Häufig treten Panikattacken unerwartet und wie „aus heiterem Himmel“ auf. Daher entsteht eine latent vorhandene Erwartungsangst vor der nächsten Panikattacke, die so genannte „Angst vor der Angst“. Der Betroffene fängt nicht selten an, Situationen zu vermeiden, in der er schon einmal eine Panik-
attacke hatte und der Bewegungsradius schränkt sich immer mehr ein. Es entsteht ein regelrechter Teufelskreis der Angst. Ein großes Problem vieler Angstbetroffener ist häufig die Verständnislosigkeit der Mitmenschen. Nicht selten müssen sie sich anhören, sie würden sich nur anstellen, Drückeberger
oder auch Hypochonder sein. Menschen, die Ängste nicht kennen, können sich darunter nichts vorstellen, sodass für den Betroffenen zur eigentlichen
seelischen Belastung noch die Belastung kommt, nicht darüber reden zu können oder zu dürfen, um nicht als verrückt oder „Psycho“ abgestempelt zu
werden.
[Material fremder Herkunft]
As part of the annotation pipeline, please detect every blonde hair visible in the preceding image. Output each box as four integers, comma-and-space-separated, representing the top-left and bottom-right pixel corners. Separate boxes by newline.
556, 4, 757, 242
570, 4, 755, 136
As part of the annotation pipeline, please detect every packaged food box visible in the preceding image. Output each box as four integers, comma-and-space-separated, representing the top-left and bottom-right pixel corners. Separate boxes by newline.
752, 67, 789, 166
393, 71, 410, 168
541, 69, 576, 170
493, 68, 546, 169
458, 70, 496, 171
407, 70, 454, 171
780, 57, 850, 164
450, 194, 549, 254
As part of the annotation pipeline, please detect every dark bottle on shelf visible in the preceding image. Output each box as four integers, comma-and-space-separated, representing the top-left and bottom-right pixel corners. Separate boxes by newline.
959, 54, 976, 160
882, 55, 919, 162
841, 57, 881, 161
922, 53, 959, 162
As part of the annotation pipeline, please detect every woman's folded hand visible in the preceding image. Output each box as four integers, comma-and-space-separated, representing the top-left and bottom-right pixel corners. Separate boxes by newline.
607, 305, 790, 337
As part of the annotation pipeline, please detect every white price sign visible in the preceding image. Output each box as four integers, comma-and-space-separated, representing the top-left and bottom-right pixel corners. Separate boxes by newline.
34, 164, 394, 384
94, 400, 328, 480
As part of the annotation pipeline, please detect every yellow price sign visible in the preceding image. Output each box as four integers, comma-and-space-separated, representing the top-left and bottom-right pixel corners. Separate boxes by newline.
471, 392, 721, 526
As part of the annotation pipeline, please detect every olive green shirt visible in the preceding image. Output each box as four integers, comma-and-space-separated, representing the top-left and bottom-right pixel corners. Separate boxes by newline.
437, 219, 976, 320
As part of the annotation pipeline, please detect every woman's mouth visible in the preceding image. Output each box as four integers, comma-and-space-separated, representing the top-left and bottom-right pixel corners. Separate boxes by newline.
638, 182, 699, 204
Andere wiederum haben das Glück, in ihrem verständnisvollen (Ehe)Partner oder gutem/r Freund/in eine Person gefunden zu haben, die als
sogenannte „Bezugsperson“ fungieren und als einzige Sicherheit empfunden werden. Panikattacken/ Angstzustände sollten so schnell wie möglich
erkannt und behandelt werden. Je länger sie bestehen, desto größer ist die Gefahr, dass sie sich ausweiten und verselbständigen.